Results of examinations

Clinical signs:
effects observed, treatment-related
Description (incidence and severity):
Emesis once in each of two female dogs (one in the 0 mg/kg and one in the 100 mg/kg group during week 9). Bloody diarrhoea was seen once during week 6 in one female dog of the 100 mg/kg group
Mortality:
mortality observed, treatment-related
Description (incidence):
Emesis once in each of two female dogs (one in the 0 mg/kg and one in the 100 mg/kg group during week 9). Bloody diarrhoea was seen once during week 6 in one female dog of the 100 mg/kg group
Body weight and weight changes:
no effects observed
Food consumption and compound intake (if feeding study):
no effects observed
Food efficiency:
not specified
Water consumption and compound intake (if drinking water study):
not specified
Ophthalmological findings:
not specified
Haematological findings:
no effects observed
Clinical biochemistry findings:
no effects observed
Urinalysis findings:
no effects observed
Behaviour (functional findings):
not examined
Organ weight findings including organ / body weight ratios:
no effects observed
Gross pathological findings:
effects observed, treatment-related
Description (incidence and severity):
stomach foci in one male/female from the 100 mg/kg , and one female from the 4mg/kg dose group
Histopathological findings: non-neoplastic:
effects observed, treatment-related
Description (incidence and severity):
moderately severe ulceration of the stomach mucosa seen in one female dog of the high dose group
Histopathological findings: neoplastic:
no effects observed

Effect levels

open allclose all
Dose descriptor:
NOAEL
Remarks:
(systemic)
Effect level:
100 mg/kg bw/day (actual dose received)
Based on:
test mat.
Sex:
male/female
Basis for effect level:
other: no adverse systemic effects observed at the highest tested dose 100 mg/kg/day
Dose descriptor:
LOAEL
Remarks:
(local)
Effect level:
100 mg/kg bw/day (actual dose received)
Based on:
test mat.
Sex:
male/female
Basis for effect level:
other: gastrointestinal irritation
Dose descriptor:
NOAEL
Remarks:
(local)
Effect level:
20 mg/kg bw/day (actual dose received)
Based on:
test mat.
Sex:
male/female
Basis for effect level:
other: gastrointestinal irritation

Target system / organ toxicity

Critical effects observed:
not specified

Any other information on results incl. tables

Table 1: Incidence of gross lesions in dogs treated for 13 weeks with oral doses of lactide
             
Dose group 0 mg/kg 4 mg/kg 20 mg/kg 100 mg/kg
Males
Stomach focus 0 0 0 1
 
Females
Stomach focus 0 1 0 1

Incidence= number of dogs in a given dose group with a given lesion. n=4 for all dose groups

Applicant's summary and conclusion

Conclusions:
Lactide acts primarily, if not only, as an irritant after oral administration. 13 week NOAEL is 100 mg/kg bw/d.
Executive summary:

In a subchronic toxicity study lactide (18:1 mixture of l-lactide and m-lactide) was administered to 4 beagle dogs/sex/dose by capsule at dose levels of 4, 20, 100 mg/kg bw/day for 13 weeks.

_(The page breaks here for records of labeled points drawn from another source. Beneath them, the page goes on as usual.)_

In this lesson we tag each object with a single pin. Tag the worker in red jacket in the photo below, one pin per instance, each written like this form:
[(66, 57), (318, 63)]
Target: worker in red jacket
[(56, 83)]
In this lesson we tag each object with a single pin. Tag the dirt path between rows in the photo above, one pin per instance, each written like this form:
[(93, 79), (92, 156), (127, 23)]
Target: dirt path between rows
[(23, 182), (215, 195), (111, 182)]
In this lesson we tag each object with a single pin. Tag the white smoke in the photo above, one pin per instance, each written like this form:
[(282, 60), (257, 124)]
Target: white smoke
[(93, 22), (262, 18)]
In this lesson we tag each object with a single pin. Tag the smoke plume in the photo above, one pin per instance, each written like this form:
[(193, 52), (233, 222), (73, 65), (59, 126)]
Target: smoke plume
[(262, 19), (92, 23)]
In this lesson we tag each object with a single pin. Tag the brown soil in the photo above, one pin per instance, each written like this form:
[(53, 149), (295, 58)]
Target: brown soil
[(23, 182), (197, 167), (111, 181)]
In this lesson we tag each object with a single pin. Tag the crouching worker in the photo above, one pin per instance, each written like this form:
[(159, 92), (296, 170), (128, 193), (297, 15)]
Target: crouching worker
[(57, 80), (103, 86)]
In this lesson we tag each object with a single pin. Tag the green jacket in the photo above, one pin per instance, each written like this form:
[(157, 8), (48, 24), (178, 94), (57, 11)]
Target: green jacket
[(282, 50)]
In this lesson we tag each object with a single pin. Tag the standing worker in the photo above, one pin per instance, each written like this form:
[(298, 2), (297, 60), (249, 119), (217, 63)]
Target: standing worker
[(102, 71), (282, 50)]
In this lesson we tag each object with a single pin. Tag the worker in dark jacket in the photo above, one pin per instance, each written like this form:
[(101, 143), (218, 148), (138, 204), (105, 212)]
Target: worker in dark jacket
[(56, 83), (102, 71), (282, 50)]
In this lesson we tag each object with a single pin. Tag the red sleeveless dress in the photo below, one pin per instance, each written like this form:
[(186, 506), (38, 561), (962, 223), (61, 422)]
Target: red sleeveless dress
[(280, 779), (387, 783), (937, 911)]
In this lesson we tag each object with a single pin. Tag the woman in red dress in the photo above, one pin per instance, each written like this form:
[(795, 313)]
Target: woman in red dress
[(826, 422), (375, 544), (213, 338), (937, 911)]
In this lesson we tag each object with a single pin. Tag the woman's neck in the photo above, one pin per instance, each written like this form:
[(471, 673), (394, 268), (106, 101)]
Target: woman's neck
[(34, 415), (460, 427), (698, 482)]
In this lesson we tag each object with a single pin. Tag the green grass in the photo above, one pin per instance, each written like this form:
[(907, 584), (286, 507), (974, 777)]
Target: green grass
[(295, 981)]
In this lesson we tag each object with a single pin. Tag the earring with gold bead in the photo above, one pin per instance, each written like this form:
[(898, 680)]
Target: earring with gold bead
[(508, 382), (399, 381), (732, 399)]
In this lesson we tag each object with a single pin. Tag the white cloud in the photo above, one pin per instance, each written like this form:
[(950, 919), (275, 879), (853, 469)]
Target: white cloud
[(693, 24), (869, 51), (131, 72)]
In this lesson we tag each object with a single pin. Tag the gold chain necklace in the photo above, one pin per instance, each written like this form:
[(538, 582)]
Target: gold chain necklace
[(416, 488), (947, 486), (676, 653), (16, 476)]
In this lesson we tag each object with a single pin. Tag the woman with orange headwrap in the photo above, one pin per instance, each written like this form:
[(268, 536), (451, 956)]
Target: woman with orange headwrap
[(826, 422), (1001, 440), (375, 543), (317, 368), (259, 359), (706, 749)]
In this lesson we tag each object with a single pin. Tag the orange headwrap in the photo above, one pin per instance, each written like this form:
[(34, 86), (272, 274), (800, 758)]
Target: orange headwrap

The only apparent toxic effect at 100 mg/kg/day was gastrointestinal irritation. Therefore, the local LOAEL is 100 mg/kg/d. No systemic effects were reported at 100 mg/kg/d. Thus, the systemic NOAEL for orally administered lactide under the conditions in this study was considered to be 100 mg/kg/day.

This subchronic study in dog is acceptable and satisfies the principle requirement for a subchronic oral study similar to OECD 409 in dog.